Allow me to give a helpful hint to the senator: Sir, although you will find no support for your position anywhere in the Bible, the worst place you can go to argue your case is Genesis.
It is in Genesis 1 that we see the importance of gender distinctions, as God creates humankind as male and female — not as male, female, and an infinite number of variations, including agender, bigender, and third gender, along with multi-gender options like ambigender, bigender, blurgender, collgender, conflictgender, cosmicgender, crystagender, deliciagender, duragender, demiflux, domgender, fissgender, gemelgender, gendercluster, genderfluid, gendersea, genderfuzz, genderfractal, genderspiral, genderswirl, gendervex, gyaragender, libragender, ogligender, pangender, polygender and trigender.

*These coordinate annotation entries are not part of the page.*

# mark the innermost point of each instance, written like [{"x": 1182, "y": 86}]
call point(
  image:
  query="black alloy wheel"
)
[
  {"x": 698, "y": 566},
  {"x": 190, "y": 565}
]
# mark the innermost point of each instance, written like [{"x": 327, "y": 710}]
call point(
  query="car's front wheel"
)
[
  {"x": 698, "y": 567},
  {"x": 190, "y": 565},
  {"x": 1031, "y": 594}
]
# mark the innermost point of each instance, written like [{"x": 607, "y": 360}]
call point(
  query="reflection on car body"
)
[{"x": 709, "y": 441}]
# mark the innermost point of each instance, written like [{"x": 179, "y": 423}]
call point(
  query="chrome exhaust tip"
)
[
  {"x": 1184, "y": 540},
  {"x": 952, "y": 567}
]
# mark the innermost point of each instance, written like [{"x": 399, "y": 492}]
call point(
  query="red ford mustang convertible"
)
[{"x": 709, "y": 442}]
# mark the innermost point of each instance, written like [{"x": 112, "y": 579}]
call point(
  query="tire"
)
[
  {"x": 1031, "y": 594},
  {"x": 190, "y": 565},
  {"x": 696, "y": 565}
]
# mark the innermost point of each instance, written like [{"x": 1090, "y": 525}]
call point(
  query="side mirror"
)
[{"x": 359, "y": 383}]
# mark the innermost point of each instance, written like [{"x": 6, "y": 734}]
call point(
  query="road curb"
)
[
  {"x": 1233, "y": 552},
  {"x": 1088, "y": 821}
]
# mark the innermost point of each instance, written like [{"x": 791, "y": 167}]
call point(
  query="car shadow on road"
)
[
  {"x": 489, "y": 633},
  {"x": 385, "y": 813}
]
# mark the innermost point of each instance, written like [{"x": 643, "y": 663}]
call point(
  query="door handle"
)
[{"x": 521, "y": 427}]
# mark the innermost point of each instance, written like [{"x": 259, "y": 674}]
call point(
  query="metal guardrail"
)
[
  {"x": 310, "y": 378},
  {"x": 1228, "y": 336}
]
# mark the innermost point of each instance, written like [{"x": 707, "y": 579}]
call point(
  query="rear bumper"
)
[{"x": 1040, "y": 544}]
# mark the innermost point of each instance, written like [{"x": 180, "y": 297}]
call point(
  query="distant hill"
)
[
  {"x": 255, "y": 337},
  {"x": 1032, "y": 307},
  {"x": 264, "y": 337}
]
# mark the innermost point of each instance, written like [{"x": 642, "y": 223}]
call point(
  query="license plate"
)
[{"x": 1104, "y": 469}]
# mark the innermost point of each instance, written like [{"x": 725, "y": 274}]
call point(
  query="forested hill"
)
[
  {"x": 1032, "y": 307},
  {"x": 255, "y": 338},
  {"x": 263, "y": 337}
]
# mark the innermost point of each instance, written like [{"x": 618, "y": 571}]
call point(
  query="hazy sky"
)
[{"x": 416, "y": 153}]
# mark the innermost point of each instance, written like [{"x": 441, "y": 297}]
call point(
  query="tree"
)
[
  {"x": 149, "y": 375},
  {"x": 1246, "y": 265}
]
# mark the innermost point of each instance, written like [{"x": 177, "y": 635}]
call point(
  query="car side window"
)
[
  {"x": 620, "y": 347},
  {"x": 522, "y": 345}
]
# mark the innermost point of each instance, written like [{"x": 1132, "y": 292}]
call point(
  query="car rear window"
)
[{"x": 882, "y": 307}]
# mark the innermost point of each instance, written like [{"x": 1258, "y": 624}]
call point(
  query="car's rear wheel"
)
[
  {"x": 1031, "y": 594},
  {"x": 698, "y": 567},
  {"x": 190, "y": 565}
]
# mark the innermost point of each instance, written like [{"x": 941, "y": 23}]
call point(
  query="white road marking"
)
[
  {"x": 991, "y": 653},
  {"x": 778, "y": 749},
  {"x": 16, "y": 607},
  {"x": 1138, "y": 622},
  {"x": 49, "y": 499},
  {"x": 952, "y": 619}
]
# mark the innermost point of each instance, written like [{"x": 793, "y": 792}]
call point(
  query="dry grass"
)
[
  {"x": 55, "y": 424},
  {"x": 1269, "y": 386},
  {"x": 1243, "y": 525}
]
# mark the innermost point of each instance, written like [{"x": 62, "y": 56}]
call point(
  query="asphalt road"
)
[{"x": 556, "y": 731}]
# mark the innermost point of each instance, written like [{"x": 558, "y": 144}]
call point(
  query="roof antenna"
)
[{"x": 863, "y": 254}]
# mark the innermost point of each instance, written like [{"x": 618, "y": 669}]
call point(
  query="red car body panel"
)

Is this what Kaine was referring when he spoke of “the beautiful diversity of the human family” that we should celebrate? Genesis 1 states the exact opposite.
The entire Bible states exactly the opposite, and let me expand a bit on Dr. Brown's point. Kaine is actually paraphrasing Genesis 1:31, which says, "God saw all that he had made, and it was very good. And there was evening, and there was morning—the sixth day." (So Democrats are now creationists? There's news.) God is surveying the state of His creation before the fall, when sin had not yet entered mankind, and yes, at this point it was very good.
That changes drastically after the events of Genesis 3, and eventually God became so disgusted with the iniquity of mankind that He destroyed the entire world - save for eight people - with a flood. (I know some of you don't believe any of this. Tell it to Tim Kaine, who quoted from it as if he considered it an authoritative text. If he really does, then he should know what it really says - which is not what he's trying to claim it says. If he doesn't think it's authoritative then he should admit that and stop quoting from it as if he believed it.)
Also, if you're going to look for guidance from the Bible concerning homosexuality, then you should look to 1 Corinthians 6:9-10 and various other passages, which leave no doubt as to God's position - no matter what Matthew Vines tries to tell you.
But the key to Kaine's problem here is that he's using the term "diversity" to erase the distinction between who people are and what people do. Of course God loves everyone regardless of their color, their background, their sex or whatever else. These are things He designed into them.
How people respond to their fleshly urges is another matter entirely. God certainly loves the person, but if the person is choosing to be governed by fleshly urges that are contrary to God's will for their life, then God will neither accept nor bless that person's behavior.
If you have a desire and you want to know if it's OK with God for you to act on that desire, go to God's Word and see if your desire lines up with what the Word says. If it doesn't, then He doesn't want you to do it. What Democrats and the "LGBTQ community" want to do is twist passages of God's Word to mean things they don't mean, while ignoring or explaining away other parts that clearly and obviously mean things they don't like. That's what Tim Kaine is doing here. It's a deception so shameless, you can't help but suspect he's been hanging around with the Clintons.